The proliferation marker MIB-1, which recognizes the Ki-67 antigen, provides independent prognostic information in several tumor types. Its utility in melanoma has been evaluated mostly in studies of thick primary tumors. Its usefulness in thinner lesions has not been assessed adequately.
A well characterized cohort of 137 patients diagnosed with primary cutaneous melanoma at the New York University School of Medicine between 1972 and 1982 was studied based on the availability of representative tissues and adequate clinical follow-up. Twenty-one tumors were less than or equal to 1.0 mm thick, 94 were between 1.01 and 4.0 mm thick, and 22 were thicker than 4.0 mm. Tumor cell proliferation was assessed by immunohistochemistry using the monoclonal antibody MIB-1. MIB-1 expression was correlated with baseline clinicopathologic parameters, as well as recurrence (RR), disease-free (DFS), and overall survival (OS) rates. Median follow-up among survivors was 6.5 years (range, 5.6–17.5).

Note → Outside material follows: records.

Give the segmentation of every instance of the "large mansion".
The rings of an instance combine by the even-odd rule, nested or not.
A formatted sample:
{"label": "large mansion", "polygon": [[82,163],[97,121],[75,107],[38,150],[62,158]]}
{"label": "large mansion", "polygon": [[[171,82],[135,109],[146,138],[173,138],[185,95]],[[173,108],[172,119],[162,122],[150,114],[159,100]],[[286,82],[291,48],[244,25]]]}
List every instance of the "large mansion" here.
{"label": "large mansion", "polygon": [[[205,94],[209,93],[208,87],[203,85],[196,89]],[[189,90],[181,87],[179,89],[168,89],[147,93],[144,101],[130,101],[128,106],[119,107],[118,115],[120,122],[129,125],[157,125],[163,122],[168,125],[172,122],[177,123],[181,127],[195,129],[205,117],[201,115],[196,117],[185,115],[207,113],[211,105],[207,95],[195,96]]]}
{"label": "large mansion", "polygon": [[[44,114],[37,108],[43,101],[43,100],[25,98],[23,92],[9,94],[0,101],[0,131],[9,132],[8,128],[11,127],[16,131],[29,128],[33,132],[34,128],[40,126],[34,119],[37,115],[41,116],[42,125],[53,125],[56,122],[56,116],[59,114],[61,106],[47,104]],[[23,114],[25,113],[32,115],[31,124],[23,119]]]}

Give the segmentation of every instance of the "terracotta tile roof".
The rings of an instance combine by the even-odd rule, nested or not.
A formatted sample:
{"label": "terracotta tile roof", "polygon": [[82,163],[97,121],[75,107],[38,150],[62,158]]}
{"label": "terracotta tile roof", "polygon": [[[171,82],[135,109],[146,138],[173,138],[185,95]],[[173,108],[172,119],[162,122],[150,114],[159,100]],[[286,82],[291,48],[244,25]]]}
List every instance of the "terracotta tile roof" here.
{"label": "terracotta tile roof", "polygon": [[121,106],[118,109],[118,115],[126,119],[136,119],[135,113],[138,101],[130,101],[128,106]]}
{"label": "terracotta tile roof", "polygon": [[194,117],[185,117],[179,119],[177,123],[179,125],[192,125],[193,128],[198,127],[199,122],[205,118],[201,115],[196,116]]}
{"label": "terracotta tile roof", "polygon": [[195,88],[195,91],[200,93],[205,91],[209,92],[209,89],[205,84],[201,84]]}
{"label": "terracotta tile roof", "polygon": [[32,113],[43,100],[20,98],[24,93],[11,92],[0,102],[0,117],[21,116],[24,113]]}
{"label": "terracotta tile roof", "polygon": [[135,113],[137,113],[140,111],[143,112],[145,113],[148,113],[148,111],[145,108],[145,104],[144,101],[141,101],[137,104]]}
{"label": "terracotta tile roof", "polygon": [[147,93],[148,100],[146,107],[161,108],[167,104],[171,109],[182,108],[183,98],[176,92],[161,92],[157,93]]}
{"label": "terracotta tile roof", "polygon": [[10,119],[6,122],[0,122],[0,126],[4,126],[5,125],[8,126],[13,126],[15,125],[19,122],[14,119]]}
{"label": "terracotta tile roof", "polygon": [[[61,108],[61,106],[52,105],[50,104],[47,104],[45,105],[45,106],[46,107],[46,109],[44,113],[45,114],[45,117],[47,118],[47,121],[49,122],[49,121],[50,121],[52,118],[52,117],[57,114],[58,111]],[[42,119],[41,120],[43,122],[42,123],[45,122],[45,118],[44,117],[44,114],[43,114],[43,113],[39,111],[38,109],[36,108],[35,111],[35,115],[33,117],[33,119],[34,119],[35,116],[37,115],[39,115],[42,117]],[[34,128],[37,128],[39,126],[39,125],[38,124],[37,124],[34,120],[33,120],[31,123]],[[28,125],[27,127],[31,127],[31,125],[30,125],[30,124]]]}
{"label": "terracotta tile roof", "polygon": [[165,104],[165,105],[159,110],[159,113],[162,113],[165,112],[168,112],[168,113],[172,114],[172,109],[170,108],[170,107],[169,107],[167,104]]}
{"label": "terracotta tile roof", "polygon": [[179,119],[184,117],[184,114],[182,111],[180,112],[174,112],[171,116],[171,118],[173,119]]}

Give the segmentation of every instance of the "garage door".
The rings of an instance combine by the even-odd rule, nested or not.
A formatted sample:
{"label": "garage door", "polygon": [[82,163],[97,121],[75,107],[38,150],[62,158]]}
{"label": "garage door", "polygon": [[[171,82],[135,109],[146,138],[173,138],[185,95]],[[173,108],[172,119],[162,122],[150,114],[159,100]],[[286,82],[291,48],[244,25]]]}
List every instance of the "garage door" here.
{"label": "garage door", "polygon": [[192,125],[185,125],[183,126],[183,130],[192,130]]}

High proliferative index, defined as 20% or more of tumor cells showing nuclear immunoreactivity, was observed in 65 of 137 (47.4%) cases. High proliferative index was significantly correlated with increased tumor thickness (P < 0.001) and higher stage (P = 0.03). Trends approaching statistical significance were observed with ulceration of the primary tumor (P = 0.09), male gender (P = 0.06), and shorter DFS (P = 0.12). No significant associations were seen between high proliferative index and RR or OS. In multivariate analyses, tumor thickness was the strongest predictor of clinical outcome.
In primary cutaneous melanoma, a high proliferative index is associated with clinicopathologic parameters predictive of worse clinical outcomes. However, it was not an independent predictor of clinical outcome. Cancer 2002;95:634–40. © 2002 American Cancer Society.